7 Female Heroes of the Civil Rights Movement You Should Know About

nytlive.nytimes.com

Let's celebrate these she-roes.

1. Septima Clark

thosewhoteach.files.wordpress.com

Known as "The Mother of the Movement," Clark was a teacher and an activist. She "fought the disenfranchisement of African-Americans by creating citizenship schools that taught reading, writing, and how to fill out registration forms. Because of her efforts, between 1957 and the 1970s, more than 800 citizenship schools were created, graduating more than 100,000 African-Americans." She received the Living Legacy Award from Jimmy Carter in 1979.

2. Dorothy Height

TimeForKids

"Height ran the Center for Racial Injustice and National Council of Negro Women for years. She worked tirelessly alongside “the big six” national civil rights leaders to organize the 1963 March on Washington for Jobs and Freedom. She was also the only woman onstage when King delivered his iconic “I have a dream” speech."

3. Ella Baker

ZinnEducationProject

"Baker has been called one of the most influential women of the civil rights movement. Active for decades — largely behind the scenes — Baker was a driving force within the NAACP, a founding member of the Southern Christian Leadership Conference (SCLC) headed by King, and orchestrated what would be the first meeting of the emerging SNCC. In fact, organizers nicknamed her “Fundi” a Swahili term for a person who passes down a skill or a trade from one generation to the next."

4. Mahalia Jackson

www.americaslibrary.gov

"Known as the "Voice of the Movement," it was "Jackson who gave the emotional introduction to Dr.
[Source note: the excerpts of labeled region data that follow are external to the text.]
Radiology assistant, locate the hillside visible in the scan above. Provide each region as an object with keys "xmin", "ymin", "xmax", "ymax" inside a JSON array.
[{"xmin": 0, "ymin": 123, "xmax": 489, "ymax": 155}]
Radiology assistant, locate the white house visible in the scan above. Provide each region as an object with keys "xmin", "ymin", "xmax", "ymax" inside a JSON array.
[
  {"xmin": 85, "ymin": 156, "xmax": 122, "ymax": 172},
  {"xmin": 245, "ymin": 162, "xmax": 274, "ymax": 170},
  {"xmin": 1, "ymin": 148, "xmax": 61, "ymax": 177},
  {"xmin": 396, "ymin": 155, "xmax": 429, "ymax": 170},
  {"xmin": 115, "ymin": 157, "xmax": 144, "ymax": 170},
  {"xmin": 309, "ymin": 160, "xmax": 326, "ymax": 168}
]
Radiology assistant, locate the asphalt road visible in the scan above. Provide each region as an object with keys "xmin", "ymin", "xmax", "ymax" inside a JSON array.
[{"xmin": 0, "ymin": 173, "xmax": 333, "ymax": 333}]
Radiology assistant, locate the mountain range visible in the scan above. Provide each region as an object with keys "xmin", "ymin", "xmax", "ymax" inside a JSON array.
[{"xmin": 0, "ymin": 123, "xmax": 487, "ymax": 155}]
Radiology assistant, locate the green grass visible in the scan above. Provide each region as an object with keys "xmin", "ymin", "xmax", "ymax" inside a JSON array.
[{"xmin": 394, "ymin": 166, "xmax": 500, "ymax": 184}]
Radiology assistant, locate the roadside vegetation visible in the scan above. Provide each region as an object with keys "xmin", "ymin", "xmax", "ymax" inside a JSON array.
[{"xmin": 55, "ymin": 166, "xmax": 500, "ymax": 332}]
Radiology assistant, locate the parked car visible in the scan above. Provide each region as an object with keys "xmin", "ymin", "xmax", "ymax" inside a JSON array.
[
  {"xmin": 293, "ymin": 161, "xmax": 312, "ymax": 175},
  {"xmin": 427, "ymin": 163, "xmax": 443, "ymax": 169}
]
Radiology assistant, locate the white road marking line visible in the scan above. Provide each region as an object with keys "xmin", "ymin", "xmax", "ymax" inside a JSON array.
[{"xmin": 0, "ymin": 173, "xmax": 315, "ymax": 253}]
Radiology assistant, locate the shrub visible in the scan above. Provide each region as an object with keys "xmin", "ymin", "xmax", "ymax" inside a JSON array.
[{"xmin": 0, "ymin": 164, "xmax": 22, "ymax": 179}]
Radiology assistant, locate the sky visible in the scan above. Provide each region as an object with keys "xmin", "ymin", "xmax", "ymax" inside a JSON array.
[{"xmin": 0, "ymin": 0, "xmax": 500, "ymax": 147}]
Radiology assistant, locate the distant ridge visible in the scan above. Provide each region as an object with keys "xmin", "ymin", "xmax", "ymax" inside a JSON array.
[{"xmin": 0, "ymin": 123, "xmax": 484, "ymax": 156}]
King’s speech during the March on Washington for Jobs and Freedom in 1963."

5. Prathia Hall

nytlive.nytimes.com

Hall, a "Baptist minister, was a member of the Student Non-violent Coordinating Committee (SNCC) where she was arrested at least 10 times, wounded by gunfire during a voter registration project in Georgia, and was one of hundreds who marched from Selma over the Edmund Pettus Bridge toward Montgomery to raise awareness for black voting rights on “Bloody Sunday.”"

6. Fannie Lou Hamer

harvard.edu

"Hamer, a Mississippi sharecropper, gave emotional testimony during a live broadcast of the 1964 Democratic Convention on being evicted, harassed, and beaten for traveling to Indianola to register to vote. “Is this America, the land of the free and the home of the brave,” asked Hamer during the emotional speech. “Where we have to sleep with our telephones off of the hooks because our lives be threatened daily, because we want to live as decent human beings, in America?”

Hamer helped form the Mississippi Freedom Democratic Party (MFDP) to oppose the previously established all-white delegation and negotiated alongside King with vice presidential nominee Hubert Humphrey to have members from the MFDP seated and to ban delegations that were discriminatory."

7. Diane Nash

PBS

"King said Nash was the “driving spirit in the non-violent assault on segregation at lunch counters,” because of her work as a sit-in organizer and Freedom Rider. Nash’s activism proved essential in the integration of bus terminals, bathrooms, and restaurants in the South."